Renewable energy in the form of wind and solar are direct subsidies for the oil and gas industry. Wind and solar are intermittent and you have to build a proportional amount of natural gas power plants to maintain a stable grid. Every new PV farm creates demand for another natural gas power plant.

The IRA subsidies for renewables were extremely lucrative. That’s why you see renewable energy projects in Texas. Government money spends just as good as profits from oil and gas.

“Renewable” energy exists where the subsidies are, and in some rare niche cases like geothermal power in Iceland. Many of these wind farms won’t produce more energy than it took to create them.

1oooqooq 2 days ago | parent | prev [-]

railways only lost investor money because everyone was investing in a national Monopoly, so the when we did get the Monopoly everyone else lost everything. sounds like a skill problem. plenty of value was created and remain in use for decades, completely different from Slop today.

windexh8er 2 days ago | parent [-]

Not to mention that rail only got better as more was built out. With LLMs the more you allow them to create, to scrape, and to replace deterministic platforms that can do the same thing better and faster - the further down the rabbit hole we all go.

I look around and the only people that are shilling for AI seem to be selling it. There are those that are also in a bubble and that's all they hear day in and out. We keep hearing how far the 'intelligence' of these models has come (models aren't intelligent). There are some low hanging fruit edge cases, but just again today I spent an extra hour thinking I could shortcut a PoC by having LLMs bang out the framework. I leveraged all the latest versions of Opus, Kimi, GLM and Grok. For a very specific ask (happened to be building a quick testing setup for PaddleOCR) none of them got it right. Even when asking for very specific aspects of the solution I had in mind Opus was off the rails and "optimizing" within a turn or two.

I probably ended up using about 20% of the structure it gave me - but I could have easily gone back to another project that I've done where that framework actually had more thought put into it.

I really wish the state of the art was better. I don't use LLMs for searching much as I believe it's a waste of resources. But the polarization from the spin pieces by C-levels on top of the poor performance by general models for very specific asks looks nothing like the age of rail.
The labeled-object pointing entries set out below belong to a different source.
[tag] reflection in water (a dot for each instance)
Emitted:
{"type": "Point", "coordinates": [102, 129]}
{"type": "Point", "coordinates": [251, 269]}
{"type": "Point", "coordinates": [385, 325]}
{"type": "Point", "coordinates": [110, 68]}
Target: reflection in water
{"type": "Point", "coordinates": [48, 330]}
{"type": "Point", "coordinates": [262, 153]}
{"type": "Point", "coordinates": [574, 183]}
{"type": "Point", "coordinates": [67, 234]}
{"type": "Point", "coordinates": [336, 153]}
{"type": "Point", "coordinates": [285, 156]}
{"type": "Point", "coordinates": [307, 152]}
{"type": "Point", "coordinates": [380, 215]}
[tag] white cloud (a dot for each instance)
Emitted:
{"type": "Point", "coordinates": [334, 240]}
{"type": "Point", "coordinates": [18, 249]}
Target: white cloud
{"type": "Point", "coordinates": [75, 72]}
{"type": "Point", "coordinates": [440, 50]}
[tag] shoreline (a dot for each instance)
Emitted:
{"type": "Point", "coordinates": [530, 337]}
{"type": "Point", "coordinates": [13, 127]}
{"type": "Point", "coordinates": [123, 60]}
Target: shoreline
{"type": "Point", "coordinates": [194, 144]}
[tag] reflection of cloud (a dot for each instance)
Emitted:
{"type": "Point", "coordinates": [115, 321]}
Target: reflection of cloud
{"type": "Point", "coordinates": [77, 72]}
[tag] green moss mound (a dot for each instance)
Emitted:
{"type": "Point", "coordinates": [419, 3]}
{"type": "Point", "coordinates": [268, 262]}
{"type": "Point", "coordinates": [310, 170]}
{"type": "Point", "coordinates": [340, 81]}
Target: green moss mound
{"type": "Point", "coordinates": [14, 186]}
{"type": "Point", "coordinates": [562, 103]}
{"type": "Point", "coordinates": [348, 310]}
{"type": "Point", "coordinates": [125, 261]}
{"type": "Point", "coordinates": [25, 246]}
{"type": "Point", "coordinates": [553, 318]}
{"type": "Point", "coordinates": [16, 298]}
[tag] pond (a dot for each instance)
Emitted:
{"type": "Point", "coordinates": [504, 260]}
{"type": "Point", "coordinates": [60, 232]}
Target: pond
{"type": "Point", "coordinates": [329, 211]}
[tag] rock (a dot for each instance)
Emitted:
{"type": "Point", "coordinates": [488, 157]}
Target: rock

Do I believe that there are good use cases for small targeted models built on rich training data? I do. But that's not the look and feel from most of what we're seeing out there today. The bulk of it is prompt engineering on top of general models. And the AI slop from the frontier players is so recognizable and overused now that I can't believe anyone still isn't looking at any of this and immediately second guessing the validity. And these are not hallucinations we're seeing because these LLMs are not intelligent. They lack cognition - they are not truly thinking or reasoning.

Again - if LLMs were capable of mass replacement of workers today OpenAI wouldn't be selling anyone a $20/month subscription, or even a $200 one. They'd be selling directly to those C-levels the utopia of white collar replacements that doesn't exist today.